Kirk’s Wine Bar
Housed in a historic corner building, this new diminutive, lane’s-edge bar was once home to the Kirk’s Bazaar Hotel, one of Melbourne CBD’s earliest pubs.
The project is a joint partnership between Ian Curley (long-time executive chef of The European) and co-owners Con Christopoulos and Joshua Brisbane. Kirk’s Wine Bar has confidently taken on a part of the city that, nowadays, is better known for tourist traps and spruikers.
It’s a small space but the charming, lived-in aesthetic, warm service and undeniable buzz are sure to put you at ease from the get-go. What we really love is the way it effortlessly manages the balance between new-world informality and old-world sophistication. The design is inspired by 1950s artisan details and simple high quality.
Food-wise there are excellent partners for the bar’s intelligent and always interesting offering of old- and new-world wines. Whether it’s for breakfast, post-work aperitivi or something a little more substantial, chef Curley’s European-accented menu offers plenty.

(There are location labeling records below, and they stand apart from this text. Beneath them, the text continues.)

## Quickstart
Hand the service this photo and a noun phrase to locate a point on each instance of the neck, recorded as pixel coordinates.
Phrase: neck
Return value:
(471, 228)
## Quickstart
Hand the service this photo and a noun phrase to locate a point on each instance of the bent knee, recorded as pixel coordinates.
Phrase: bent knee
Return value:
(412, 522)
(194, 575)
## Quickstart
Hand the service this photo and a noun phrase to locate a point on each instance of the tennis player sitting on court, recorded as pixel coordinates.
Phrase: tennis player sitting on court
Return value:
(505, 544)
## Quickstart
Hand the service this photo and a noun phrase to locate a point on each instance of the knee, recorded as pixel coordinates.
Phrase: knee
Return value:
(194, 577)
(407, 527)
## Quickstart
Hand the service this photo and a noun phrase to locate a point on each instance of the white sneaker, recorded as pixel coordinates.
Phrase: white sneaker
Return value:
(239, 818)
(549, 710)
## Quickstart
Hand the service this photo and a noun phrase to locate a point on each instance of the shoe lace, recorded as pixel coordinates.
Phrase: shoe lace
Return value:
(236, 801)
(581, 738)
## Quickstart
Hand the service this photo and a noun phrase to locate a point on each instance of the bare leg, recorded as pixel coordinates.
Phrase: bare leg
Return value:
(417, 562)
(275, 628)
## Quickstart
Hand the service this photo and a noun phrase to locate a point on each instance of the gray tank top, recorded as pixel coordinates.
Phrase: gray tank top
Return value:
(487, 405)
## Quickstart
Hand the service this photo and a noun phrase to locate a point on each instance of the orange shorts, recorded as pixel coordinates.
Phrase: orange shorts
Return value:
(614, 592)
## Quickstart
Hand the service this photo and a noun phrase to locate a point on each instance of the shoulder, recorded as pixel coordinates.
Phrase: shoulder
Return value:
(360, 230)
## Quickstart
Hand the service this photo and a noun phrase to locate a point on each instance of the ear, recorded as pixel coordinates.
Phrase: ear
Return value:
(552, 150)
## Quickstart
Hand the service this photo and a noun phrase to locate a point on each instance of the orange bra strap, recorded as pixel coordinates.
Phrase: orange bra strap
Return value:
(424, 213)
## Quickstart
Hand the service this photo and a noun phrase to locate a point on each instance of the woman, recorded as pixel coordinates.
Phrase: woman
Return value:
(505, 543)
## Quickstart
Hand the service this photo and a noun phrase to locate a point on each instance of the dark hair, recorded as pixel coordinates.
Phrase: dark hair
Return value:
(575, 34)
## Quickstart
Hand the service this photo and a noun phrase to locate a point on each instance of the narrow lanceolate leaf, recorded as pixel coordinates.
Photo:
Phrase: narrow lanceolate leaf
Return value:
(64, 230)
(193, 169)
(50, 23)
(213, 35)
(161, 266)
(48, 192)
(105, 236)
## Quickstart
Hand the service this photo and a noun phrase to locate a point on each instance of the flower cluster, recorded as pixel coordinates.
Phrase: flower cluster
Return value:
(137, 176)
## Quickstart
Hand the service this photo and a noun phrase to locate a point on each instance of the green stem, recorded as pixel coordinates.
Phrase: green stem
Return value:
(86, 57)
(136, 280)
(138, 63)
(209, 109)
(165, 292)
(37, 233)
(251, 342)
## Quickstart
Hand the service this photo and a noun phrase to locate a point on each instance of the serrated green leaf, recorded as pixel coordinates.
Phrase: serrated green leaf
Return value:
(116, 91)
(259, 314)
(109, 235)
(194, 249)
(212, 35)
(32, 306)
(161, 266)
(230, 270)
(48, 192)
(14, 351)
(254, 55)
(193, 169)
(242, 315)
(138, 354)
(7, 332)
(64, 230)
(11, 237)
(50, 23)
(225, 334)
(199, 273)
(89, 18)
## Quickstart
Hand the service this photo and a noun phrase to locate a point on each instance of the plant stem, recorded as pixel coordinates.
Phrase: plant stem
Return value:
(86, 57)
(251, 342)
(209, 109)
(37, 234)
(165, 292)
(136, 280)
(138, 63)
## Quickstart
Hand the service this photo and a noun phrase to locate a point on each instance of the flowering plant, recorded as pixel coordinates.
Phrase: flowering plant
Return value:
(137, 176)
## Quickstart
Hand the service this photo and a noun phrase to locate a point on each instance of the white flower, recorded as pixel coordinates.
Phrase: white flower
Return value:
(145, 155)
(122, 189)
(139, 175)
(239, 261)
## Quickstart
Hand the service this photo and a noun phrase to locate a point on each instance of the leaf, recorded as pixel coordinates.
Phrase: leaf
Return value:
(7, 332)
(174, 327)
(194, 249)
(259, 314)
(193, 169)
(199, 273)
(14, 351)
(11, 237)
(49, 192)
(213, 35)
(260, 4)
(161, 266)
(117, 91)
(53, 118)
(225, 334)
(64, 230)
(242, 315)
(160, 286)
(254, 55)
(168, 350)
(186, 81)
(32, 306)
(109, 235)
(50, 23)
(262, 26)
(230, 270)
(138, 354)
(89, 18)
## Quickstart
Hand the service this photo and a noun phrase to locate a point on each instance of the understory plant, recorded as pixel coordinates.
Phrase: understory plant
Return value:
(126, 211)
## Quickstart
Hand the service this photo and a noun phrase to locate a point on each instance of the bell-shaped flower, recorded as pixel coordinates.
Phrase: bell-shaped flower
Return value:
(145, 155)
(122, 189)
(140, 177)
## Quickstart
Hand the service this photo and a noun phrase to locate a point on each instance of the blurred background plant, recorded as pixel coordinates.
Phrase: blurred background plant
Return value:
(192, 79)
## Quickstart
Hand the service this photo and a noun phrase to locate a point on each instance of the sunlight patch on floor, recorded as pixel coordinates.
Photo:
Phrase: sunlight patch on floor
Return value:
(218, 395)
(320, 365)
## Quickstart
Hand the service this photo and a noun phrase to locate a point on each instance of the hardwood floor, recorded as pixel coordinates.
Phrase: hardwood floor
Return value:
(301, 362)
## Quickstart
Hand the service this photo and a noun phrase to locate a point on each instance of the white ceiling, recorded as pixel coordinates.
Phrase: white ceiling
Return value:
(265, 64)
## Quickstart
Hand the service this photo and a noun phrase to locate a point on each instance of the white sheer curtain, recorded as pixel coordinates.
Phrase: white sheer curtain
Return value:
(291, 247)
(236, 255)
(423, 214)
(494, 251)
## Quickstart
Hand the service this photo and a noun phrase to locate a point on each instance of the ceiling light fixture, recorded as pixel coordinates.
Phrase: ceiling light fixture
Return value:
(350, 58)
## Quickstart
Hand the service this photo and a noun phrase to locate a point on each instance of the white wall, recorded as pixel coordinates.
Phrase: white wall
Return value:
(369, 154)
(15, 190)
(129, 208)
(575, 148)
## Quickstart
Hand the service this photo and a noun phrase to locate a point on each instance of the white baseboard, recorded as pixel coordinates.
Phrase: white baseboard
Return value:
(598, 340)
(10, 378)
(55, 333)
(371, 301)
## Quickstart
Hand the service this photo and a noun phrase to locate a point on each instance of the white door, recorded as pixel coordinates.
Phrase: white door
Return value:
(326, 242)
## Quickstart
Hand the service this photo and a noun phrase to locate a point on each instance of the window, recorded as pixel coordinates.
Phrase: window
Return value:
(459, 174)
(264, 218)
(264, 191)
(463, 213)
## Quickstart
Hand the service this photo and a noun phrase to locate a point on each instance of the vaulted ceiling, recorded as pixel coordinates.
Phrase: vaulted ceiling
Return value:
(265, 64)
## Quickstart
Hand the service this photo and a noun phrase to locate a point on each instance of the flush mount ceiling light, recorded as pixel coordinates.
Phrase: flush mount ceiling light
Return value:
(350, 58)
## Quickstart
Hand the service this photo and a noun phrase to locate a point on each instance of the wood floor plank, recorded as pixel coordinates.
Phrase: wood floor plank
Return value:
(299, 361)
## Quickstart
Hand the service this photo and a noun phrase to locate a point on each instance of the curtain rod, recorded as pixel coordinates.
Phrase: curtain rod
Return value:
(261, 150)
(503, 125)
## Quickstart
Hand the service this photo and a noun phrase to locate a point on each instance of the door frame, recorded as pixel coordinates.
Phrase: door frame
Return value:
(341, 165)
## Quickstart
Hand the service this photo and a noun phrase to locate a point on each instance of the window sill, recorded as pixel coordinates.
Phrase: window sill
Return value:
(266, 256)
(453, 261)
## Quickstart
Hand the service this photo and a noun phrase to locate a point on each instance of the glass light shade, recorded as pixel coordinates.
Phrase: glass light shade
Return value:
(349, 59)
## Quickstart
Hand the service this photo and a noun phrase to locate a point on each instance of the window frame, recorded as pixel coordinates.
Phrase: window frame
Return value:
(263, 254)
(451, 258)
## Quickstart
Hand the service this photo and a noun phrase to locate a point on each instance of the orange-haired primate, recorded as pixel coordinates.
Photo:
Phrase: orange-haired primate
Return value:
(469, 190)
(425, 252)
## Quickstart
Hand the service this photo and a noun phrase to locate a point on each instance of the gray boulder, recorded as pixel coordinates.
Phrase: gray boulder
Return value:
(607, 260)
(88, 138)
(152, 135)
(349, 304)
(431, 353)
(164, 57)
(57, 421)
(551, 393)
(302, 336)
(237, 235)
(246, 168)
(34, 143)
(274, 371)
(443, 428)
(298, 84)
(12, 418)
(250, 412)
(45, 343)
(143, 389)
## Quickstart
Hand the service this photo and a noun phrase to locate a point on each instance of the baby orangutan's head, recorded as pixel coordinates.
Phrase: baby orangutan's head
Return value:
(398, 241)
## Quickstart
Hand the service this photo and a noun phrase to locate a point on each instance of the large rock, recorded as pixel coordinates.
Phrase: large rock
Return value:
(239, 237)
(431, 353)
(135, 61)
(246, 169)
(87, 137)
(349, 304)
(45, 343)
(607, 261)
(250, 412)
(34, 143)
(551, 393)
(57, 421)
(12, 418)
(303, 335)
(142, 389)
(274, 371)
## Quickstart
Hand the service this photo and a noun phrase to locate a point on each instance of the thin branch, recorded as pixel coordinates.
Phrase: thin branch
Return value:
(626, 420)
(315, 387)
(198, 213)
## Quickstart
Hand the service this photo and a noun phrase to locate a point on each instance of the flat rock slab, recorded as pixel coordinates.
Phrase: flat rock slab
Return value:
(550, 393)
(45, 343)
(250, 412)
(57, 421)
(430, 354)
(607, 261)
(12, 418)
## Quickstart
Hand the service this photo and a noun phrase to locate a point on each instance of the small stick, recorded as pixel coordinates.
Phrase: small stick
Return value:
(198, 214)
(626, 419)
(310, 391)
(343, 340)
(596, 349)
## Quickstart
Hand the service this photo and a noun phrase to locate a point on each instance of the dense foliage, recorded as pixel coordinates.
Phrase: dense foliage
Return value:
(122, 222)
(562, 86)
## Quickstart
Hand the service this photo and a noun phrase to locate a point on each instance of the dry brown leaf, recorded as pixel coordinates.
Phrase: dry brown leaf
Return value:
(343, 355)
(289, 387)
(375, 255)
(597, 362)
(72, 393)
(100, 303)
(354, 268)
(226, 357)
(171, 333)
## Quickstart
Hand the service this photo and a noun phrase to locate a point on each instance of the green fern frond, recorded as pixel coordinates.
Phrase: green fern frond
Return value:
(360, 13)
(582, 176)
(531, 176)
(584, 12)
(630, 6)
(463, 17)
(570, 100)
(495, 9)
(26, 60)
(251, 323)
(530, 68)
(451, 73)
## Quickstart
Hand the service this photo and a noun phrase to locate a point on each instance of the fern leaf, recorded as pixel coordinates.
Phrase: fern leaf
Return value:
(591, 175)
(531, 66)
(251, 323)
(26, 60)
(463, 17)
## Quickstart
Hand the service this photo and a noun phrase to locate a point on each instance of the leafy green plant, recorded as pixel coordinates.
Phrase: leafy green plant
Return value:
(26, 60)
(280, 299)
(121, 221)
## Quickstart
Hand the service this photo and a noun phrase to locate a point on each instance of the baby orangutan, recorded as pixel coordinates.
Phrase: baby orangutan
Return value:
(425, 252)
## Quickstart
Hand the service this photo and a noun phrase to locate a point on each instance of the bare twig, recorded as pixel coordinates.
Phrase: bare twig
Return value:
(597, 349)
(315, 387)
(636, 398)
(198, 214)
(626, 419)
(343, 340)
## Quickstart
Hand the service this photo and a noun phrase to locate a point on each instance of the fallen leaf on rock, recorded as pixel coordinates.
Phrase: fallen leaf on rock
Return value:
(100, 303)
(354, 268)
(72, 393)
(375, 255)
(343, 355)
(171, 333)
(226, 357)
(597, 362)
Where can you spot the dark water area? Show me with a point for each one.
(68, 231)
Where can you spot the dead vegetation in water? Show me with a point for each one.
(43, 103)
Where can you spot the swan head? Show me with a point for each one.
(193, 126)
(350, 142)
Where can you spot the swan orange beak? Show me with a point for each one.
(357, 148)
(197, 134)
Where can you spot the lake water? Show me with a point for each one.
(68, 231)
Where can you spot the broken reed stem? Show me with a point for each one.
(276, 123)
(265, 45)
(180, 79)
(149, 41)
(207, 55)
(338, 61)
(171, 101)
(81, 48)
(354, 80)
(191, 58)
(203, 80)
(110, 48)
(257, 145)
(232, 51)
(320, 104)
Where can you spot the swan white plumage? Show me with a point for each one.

You’ll find beautiful imported cheeses, house-made charcuterie, the freshest oysters and a tasty range of shared dishes, such as the delightfully creamy burrata with charred leek, walnuts and smoked honey.
The cosy, convivial space fills quickly and is best suited to twos or threes, though there’s outdoor seating and the wine-filled cellar space can accommodate up to 12. A small adjoining shopfront will soon offer ready-made meals, takeaway lunches and organic cold-pressed juices too.